As councils cut funding to mainstream institutions, a not-for-profit organisation is setting up loan schemes in homes, gardens and cafés

At a time when library closures are making the headlines, the idea of opening 100 new ones within a year may seem a little fanciful. But book-loving communities are signing up to help do just that, with libraries popping up everywhere from front gardens to cafés.

The not-for-profit Little Free Library Project (LFLP) is installing small, house-shaped wooden boxes outside the homes or businesses of volunteers who stock them with books. Local people can then help themselves to the titles, or donate their own volumes.

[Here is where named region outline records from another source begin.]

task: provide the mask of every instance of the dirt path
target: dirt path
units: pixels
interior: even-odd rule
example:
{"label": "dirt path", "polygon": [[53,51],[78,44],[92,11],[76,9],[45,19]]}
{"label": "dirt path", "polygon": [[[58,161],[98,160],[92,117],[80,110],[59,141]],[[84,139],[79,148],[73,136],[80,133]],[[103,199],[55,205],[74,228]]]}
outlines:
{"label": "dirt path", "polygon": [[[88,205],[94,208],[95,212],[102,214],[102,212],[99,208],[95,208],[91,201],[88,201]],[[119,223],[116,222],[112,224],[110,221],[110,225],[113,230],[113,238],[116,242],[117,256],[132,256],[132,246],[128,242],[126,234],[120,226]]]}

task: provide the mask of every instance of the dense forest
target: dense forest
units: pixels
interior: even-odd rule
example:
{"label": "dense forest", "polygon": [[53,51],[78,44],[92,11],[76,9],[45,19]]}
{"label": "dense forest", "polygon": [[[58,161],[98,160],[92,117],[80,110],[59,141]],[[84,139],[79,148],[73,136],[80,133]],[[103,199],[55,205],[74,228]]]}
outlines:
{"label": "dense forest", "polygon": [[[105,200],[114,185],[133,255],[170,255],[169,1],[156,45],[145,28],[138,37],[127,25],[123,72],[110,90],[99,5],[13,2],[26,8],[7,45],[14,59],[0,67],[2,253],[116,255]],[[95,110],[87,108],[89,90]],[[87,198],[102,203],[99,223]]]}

Since launching in May, the project has installed 18 little "libraries" in east and north London, and aims to open 100 across the UK within the next 12 months.

On Saturday, the first one outside London will open near Bromsgrove, in Worcestershire, with further libraries heading to locations including Bournville near Birmingham, Manchester, Hove in East Sussex and Thundersley in Essex.

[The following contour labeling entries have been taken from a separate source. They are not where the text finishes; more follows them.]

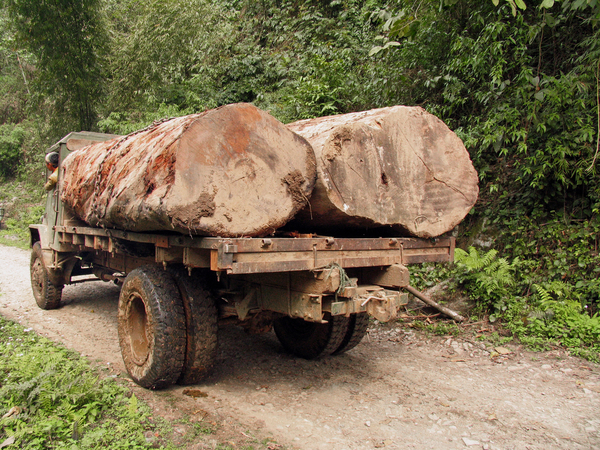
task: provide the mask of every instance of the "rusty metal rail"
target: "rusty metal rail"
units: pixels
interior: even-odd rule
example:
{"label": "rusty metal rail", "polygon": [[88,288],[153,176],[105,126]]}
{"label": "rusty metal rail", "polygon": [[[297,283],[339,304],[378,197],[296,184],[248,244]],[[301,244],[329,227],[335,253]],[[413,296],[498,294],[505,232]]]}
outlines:
{"label": "rusty metal rail", "polygon": [[121,253],[119,242],[149,244],[158,263],[183,263],[230,274],[314,270],[454,260],[454,238],[218,238],[59,226],[61,252]]}

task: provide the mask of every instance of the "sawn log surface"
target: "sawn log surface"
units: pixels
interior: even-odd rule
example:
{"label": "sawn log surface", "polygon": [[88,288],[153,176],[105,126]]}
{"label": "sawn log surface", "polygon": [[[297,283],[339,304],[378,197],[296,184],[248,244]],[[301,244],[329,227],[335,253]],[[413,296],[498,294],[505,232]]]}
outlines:
{"label": "sawn log surface", "polygon": [[420,107],[393,106],[288,124],[317,157],[318,180],[290,224],[435,237],[471,210],[478,176],[462,141]]}
{"label": "sawn log surface", "polygon": [[74,151],[62,170],[62,201],[92,226],[223,237],[274,232],[316,180],[306,140],[244,103]]}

As well as using their school library, pupils at Frederick Bremer School in Walthamstow, east London, the setting for the Channel 4 series Educating the East End (which screens from 4 September), will soon also be able to swap books at their own little library.

Lauren Sodderland, 37, a curator, wanted to instil a love of reading in her three children – Matilda, six, Astrid, three, and Olive, six months – and has hosted a little library in the family's front garden in Hackney, east London, since early July.

"My favourite bit of the project really has been that it has been used by such a wide range of people in the community and I have got to meet them," she said.

"For the children, it's that they can put on their pyjamas and run out and choose their bedtime story from their own library."

The project is inspired by the Little Free Library scheme, which has become popular in the United States since 2009. Each library is decorated by a local artist. The latest design, unveiled yesterday in Leytonstone, east London, was created by tattoo artist Leticia Molera Vasquez, who took inspiration from Epping Forest, which lies close to the home of library host Felicity Hall.

Social worker Ann Woods, 59, will host a library in Melling, outside Liverpool, soon. "I just think it's a great idea, especially now with libraries closing and people not having as much money to maybe go out and buy books," she said.

Nick Cheshire, 39, who set up the LFLP with his wife, Rebecca, stressed the project was not designed to replace local council libraries but to be an additional source of books. The project has an informal partnership with Waltham Forest borough in London, where little libraries promote events at the mainstream libraries and receive their surplus books in return.

"It's about community engagement, promoting reading, and art," said Mr Cheshire.

The project finances the libraries through crowd funding, but will apply for grant funding once it receives charity status. It is already working with other charities to provide libraries to help engage the communities with which they work and highlight their causes.